Short story is I have a Dish 1000 that was working fine (receiving all HD channels, aka ones from 129) and I simply moved it to another location. Since moving it, I cannot for the life of me get 129 locked in. I have 100+ on both 110 and 119 (I'm in Texas :sure: ) but 129 will not come in. Attached is a pic of the back of my Dish 1000 for reference, which should answer any questions regarding how it's configured.









So, recall, it "was" working just fine... there are only 2 cables coming out of the dish, which is normal, due to in/out of the 3 LNBs, etc.

I ran both of these up into the house and it goes into a DP34 from there. Out from the DP34, I have one cable going to a 411 receiver, two others going to my VIP 622 (with appropriate combiners on either end - already authorized for HD Platinum from previous location where it was all working). FWIW, I also have another output from the DP34 going to the 3rd bedroom to w 311 (non-hd) receiver.

Everything is working ok on all receivers, except no 129 channels...I skew'd til I can't skew no more! Please help. I've been at this for about 3 days and am going nuts.

Thanks,

-James


----------



## James Long (Apr 17, 2003)

:welcome_s

129° is not the easiest signal to get. It is also low in the sky compared to the other two. Depending on how far you have moved in texas you may have taken yourself out if 129°'s coverage area (it does not cover south Texas). More than likely you have a line of sight problem or an aiming problem.

For line of sight, go where your dish is and look at the center of where it is aimed in the sky. That should be clear (you are getting 119° signals). Look to the left 9° ramping up higher in the sky and you will see if anything obstructs 110°. When you look to the right 9° and lower to the earth is there anything there that obstructs 129°?

For aiming it sounds like you have tried everything. You do need to find the skew for your new location, set it and leave it alone. That isn't one of the settings that generally gets played with once the dish is on the mast. Elevation and azimuth are the ones to adjust. If you are in the same zipcode or close to the prior two locations your skew shouldn't change. (Skew tilts the dish so it can see 110° higher in the sky and 129° lower in the sky than 119°.)

The final thing to check (and probably should be checked first) is the cabling.
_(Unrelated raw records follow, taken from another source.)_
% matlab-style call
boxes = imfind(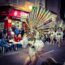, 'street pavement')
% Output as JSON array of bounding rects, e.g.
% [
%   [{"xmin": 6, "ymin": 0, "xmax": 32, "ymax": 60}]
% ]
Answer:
[{"xmin": 0, "ymin": 41, "xmax": 65, "ymax": 65}]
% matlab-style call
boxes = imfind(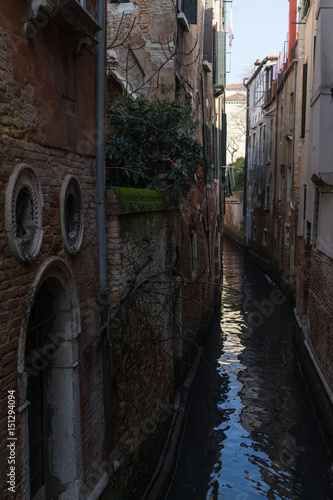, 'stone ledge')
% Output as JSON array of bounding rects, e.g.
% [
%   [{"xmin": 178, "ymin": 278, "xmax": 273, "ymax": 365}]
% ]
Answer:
[{"xmin": 106, "ymin": 187, "xmax": 169, "ymax": 214}]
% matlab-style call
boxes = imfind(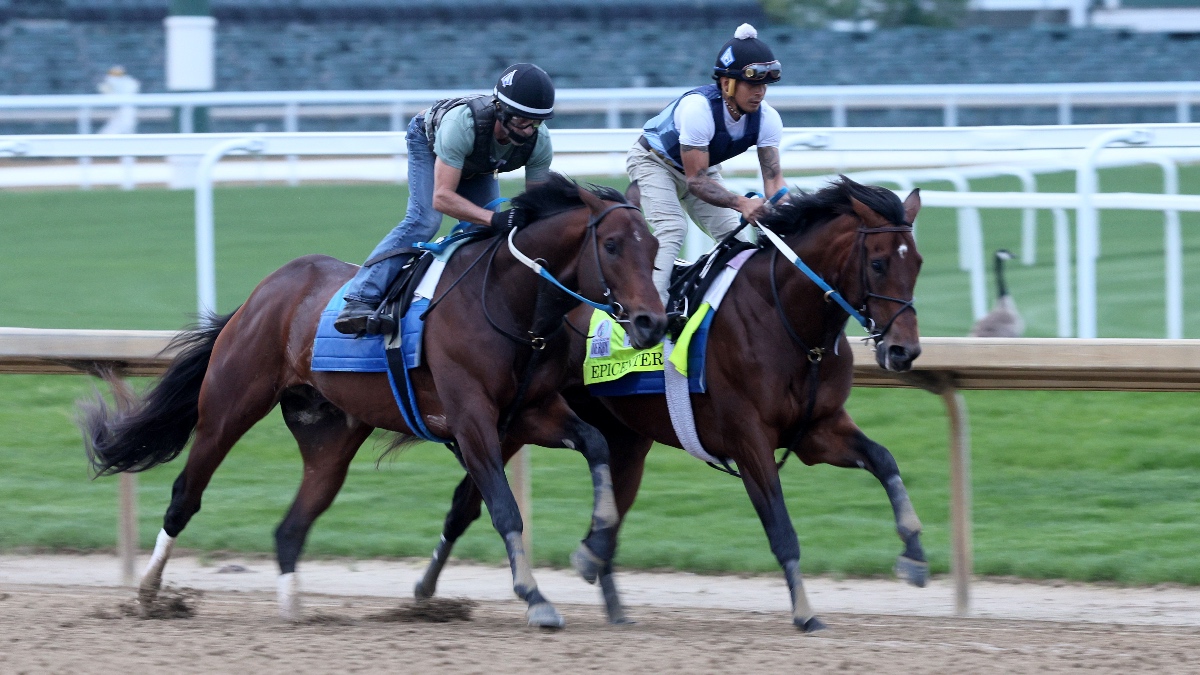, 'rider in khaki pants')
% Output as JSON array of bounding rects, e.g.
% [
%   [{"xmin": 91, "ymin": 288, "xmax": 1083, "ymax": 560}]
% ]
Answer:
[{"xmin": 625, "ymin": 24, "xmax": 784, "ymax": 303}]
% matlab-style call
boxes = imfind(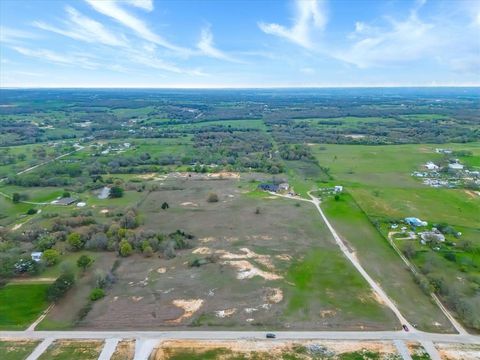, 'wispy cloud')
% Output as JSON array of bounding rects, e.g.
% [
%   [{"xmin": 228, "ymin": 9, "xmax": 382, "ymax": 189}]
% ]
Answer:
[
  {"xmin": 125, "ymin": 50, "xmax": 205, "ymax": 76},
  {"xmin": 0, "ymin": 26, "xmax": 37, "ymax": 43},
  {"xmin": 85, "ymin": 0, "xmax": 191, "ymax": 54},
  {"xmin": 33, "ymin": 6, "xmax": 127, "ymax": 46},
  {"xmin": 197, "ymin": 25, "xmax": 241, "ymax": 63},
  {"xmin": 329, "ymin": 2, "xmax": 443, "ymax": 68},
  {"xmin": 124, "ymin": 0, "xmax": 153, "ymax": 11},
  {"xmin": 12, "ymin": 46, "xmax": 99, "ymax": 69},
  {"xmin": 258, "ymin": 0, "xmax": 327, "ymax": 48}
]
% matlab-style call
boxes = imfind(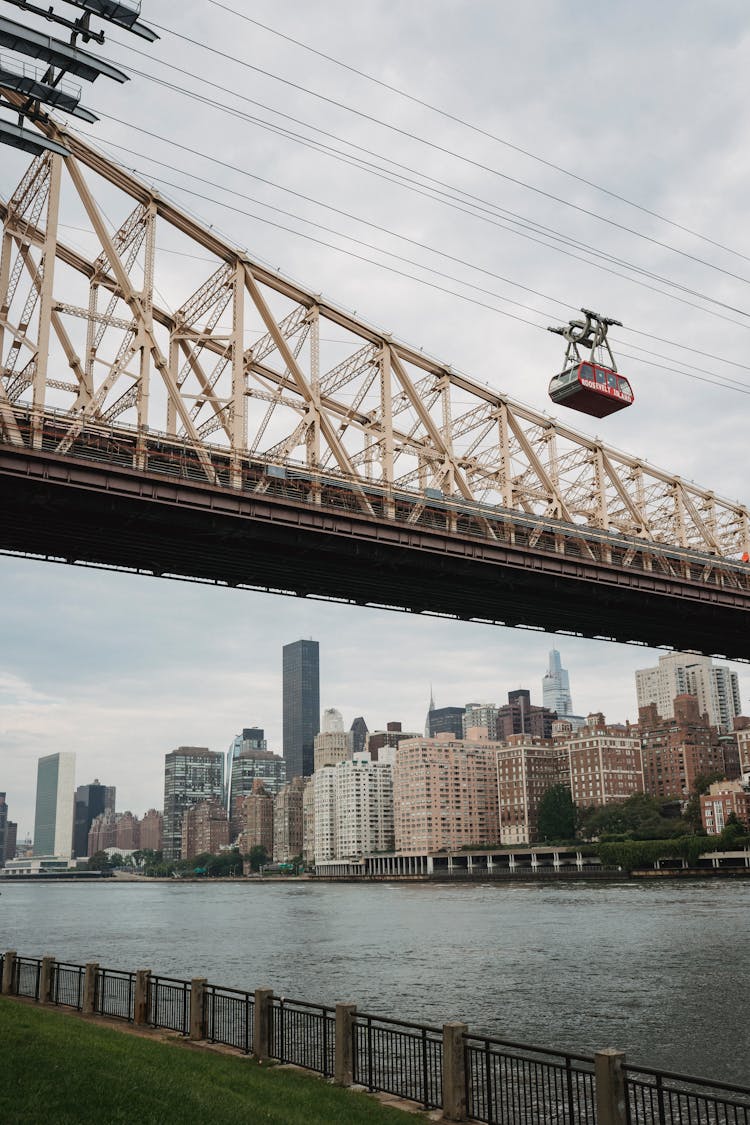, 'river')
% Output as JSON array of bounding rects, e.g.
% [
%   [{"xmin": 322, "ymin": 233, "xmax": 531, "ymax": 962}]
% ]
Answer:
[{"xmin": 0, "ymin": 880, "xmax": 750, "ymax": 1085}]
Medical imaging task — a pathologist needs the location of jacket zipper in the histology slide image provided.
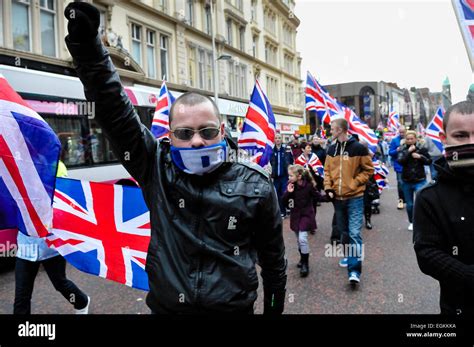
[195,188,202,304]
[339,142,347,197]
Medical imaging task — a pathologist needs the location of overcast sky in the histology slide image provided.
[295,0,473,102]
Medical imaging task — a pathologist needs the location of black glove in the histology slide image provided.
[64,2,100,42]
[263,290,286,315]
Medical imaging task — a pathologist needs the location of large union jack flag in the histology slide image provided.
[151,81,175,139]
[47,178,150,290]
[425,106,444,152]
[0,75,61,237]
[295,153,324,178]
[239,81,276,167]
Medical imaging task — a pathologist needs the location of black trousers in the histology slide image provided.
[13,256,87,314]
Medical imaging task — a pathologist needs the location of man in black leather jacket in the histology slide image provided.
[65,2,286,313]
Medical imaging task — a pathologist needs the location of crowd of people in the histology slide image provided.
[10,2,474,315]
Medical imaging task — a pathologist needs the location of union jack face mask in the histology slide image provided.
[170,139,227,175]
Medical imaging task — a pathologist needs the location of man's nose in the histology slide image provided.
[191,133,206,148]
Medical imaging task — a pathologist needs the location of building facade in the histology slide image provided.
[0,0,304,179]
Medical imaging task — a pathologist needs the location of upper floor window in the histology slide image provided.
[184,0,194,25]
[11,0,31,51]
[40,0,56,57]
[250,0,257,22]
[132,23,142,65]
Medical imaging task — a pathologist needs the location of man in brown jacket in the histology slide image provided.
[324,118,374,285]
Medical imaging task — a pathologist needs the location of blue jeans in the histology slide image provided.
[334,196,364,275]
[273,176,288,215]
[403,180,426,223]
[397,172,406,202]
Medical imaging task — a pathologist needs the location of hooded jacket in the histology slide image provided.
[66,36,286,313]
[413,157,474,315]
[324,137,374,200]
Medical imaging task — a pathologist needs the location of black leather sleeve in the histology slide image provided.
[66,36,158,186]
[255,182,287,314]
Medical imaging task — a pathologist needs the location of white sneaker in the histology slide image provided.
[74,296,91,314]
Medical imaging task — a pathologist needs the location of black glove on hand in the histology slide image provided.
[64,2,100,42]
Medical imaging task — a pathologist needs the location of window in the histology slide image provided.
[184,0,194,25]
[89,119,117,164]
[263,8,276,35]
[157,0,168,13]
[265,42,278,65]
[198,49,206,89]
[285,83,295,106]
[11,0,31,51]
[267,75,278,103]
[228,60,248,98]
[160,35,169,79]
[283,24,293,47]
[40,0,56,57]
[283,54,293,74]
[99,10,106,35]
[42,114,91,166]
[206,52,214,90]
[204,6,212,35]
[226,19,233,46]
[146,30,156,78]
[252,35,258,58]
[239,27,245,52]
[188,47,196,87]
[132,23,142,65]
[250,0,257,22]
[0,0,4,46]
[228,60,235,95]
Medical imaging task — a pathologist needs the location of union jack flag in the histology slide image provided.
[425,106,444,152]
[0,75,61,237]
[151,81,175,139]
[238,81,276,167]
[387,109,400,132]
[372,157,389,193]
[343,106,378,153]
[295,153,324,178]
[46,178,150,290]
[416,123,426,136]
[306,71,341,123]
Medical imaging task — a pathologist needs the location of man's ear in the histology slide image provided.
[439,130,447,146]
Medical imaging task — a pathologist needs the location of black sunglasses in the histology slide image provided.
[170,128,221,141]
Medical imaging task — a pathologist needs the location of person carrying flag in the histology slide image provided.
[270,134,293,218]
[65,2,287,314]
[324,118,374,285]
[413,101,474,317]
[13,155,91,314]
[388,125,406,210]
[398,130,431,231]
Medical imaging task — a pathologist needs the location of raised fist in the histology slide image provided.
[64,2,100,42]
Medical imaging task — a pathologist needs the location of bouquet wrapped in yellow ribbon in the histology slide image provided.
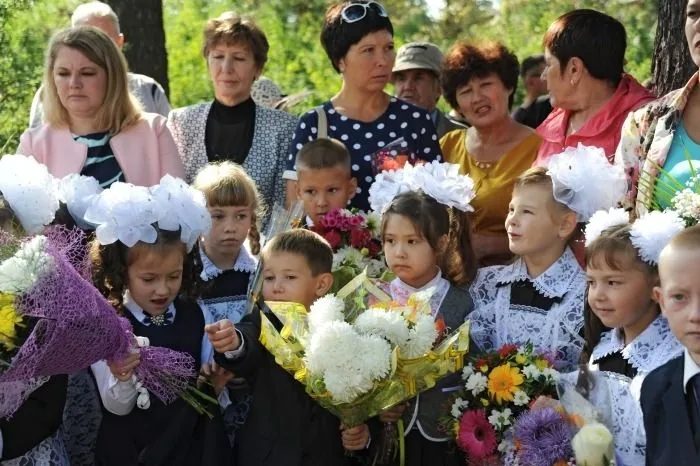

Make sure the cable between the 129° LNB and the input on the DPPTwin has not been damaged - especially at the connectors where a tug could break the cable or connector.


----------



## P Smith (Jul 25, 2002)

The config will not work, need 3rd run to DP34 from 129W LNBF, if the Twin DPP LNBF will OK with other 2 inputs of DP34. Check first a compatiblity of TWIN DPP and DP34 at Dish site.


----------



## James Long (Apr 17, 2003)

jamesbl said:


> I ran both of these up into the house and it goes into a DP34 from there. Out from the DP34, I have one cable going to a 411 receiver, two others going to my VIP 622 (with appropriate combiners on either end - already authorized for HD Platinum from previous location where it was all working). FWIW, I also have another output from the DP34 going to the 3rd bedroom to w 311 (non-hd) receiver.


Missed the DP34.

Yep. P Smith is right ... you have to run a third cable directly from the 129° LNB to the DP34.
(The DPPTwin will feed the DP34 just like a regular DPTwin.)


----------



## ibglowin (Sep 10, 2002)

Also just for the heck of it check and make sure your plumb (vertical). If thats off, everything else will be off as well.


----------



## jamesbl (Aug 27, 2006)

James Long said:


> Missed the DP34.
> 
> Yep. P Smith is right ... you have to run a third cable directly from the 129° LNB to the DP34.
> (The DPPTwin will feed the DP34 just like a regular DPTwin.)


This seems odd to me... to clarify about my move, it's less than 1 mile away (staying with in-laws while new house gets built).

At the old site, I had only 2 cables coming out of the dish going into my house. In my house I had a 322 (powering two rooms) and my vip-622 (powering two rooms as well). The part I do NOT know, however, is what was up in my attic...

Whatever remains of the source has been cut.